In an attempt to find the ultimate remedy for anxiety, Making Faces comedy sketch group move at fast pace, exploring themes relative to their subject through song, poetry, awkwardness and physical comedy. The show Calm and Collected has an interesting structure to it. Lizzie Kevan, Ed Mayhew and Dan Curtis ensure that throughout all of their sketches they are always recognised as being themselves and not the characters they are portraying. They do this by interrupting each other, analysing their own performances in real time and sometimes by commenting on the mistakes they make. Whether these mistakes are made on purpose or not is unknown. In my opinion, this technique weakens their performance and suggests to their audience that they are not as well rehearsed as they should be.

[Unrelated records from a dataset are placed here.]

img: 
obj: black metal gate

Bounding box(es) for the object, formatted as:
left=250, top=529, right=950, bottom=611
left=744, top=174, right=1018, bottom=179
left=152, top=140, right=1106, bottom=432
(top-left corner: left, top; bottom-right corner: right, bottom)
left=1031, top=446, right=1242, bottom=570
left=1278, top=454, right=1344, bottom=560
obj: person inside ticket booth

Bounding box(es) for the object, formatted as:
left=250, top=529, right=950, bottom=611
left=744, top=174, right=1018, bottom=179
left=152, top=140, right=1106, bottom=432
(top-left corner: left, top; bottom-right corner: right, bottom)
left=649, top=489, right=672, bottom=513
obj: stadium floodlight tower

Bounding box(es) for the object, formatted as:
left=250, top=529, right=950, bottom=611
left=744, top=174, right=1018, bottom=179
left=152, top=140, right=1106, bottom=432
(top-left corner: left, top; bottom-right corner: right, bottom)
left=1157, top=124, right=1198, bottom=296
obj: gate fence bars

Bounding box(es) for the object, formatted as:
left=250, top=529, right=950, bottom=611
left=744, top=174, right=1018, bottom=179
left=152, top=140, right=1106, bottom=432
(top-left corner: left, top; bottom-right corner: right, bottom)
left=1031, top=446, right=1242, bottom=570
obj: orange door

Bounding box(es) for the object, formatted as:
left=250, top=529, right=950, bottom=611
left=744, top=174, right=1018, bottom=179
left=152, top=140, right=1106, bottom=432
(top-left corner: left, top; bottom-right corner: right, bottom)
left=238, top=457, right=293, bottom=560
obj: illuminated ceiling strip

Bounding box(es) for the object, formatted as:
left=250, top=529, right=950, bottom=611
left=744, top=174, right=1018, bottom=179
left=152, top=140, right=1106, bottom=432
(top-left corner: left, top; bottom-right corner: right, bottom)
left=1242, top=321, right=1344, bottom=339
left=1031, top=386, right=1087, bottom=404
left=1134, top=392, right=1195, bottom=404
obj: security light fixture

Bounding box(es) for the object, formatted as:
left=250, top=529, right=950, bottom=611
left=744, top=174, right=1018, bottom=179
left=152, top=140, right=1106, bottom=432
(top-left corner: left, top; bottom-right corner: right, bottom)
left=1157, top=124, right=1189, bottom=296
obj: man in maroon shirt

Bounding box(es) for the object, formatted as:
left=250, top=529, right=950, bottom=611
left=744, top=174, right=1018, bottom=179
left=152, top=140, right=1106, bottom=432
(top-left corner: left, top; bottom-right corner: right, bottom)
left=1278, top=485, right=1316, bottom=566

Calm and Collected offer a whole host of interesting and hilarious characters, with Dan Curtis standing out for his physical performances. Curtis’ first sketch involves him playing the problem child of a family who, in searching for the ultimate expression of individuality, dons a biohazard suit, roller skates and a cardboard box mask without eyeholes. His movement and timing make this character a fan favourite of the audience.
Mayhew’s musicianship and failed poetry offer interludes to the pace of the show and Lizzie Kevan acts out very self-contained scenes, more reliant upon poignant, subtle writing for their effect. A criticism of the troop is that they all seem quite static in the characterisations and individually do not differentiate their performances. Curtis, though great at bounding around the stage, gave exactly the same physical, loud performance in each of his scenes, which became somewhat boring. There was a limitation of depth in each of the troupe’s characters.
Though some sketches were hit and miss, others were excellently written, driving absurdity to the core of their search for a cure to anxiety. A choral performance from the three performers asking their audience to ‘put all your troubles in your bag, then they’ll be in a bag’ was delightfully nonsensical and encapsulates Making Faces’ approach to sketch comedy.
‘I want to tell you what the solution to anxiety and transcending status is’ Kevan summarises at the end of the show. If you are keen to find out the answer, or are looking for light entertainment of an afternoon, you should join Making Faces in their discovery of stress relief. If you don’t have time, you may wish to begin your own personal search in Waitrose.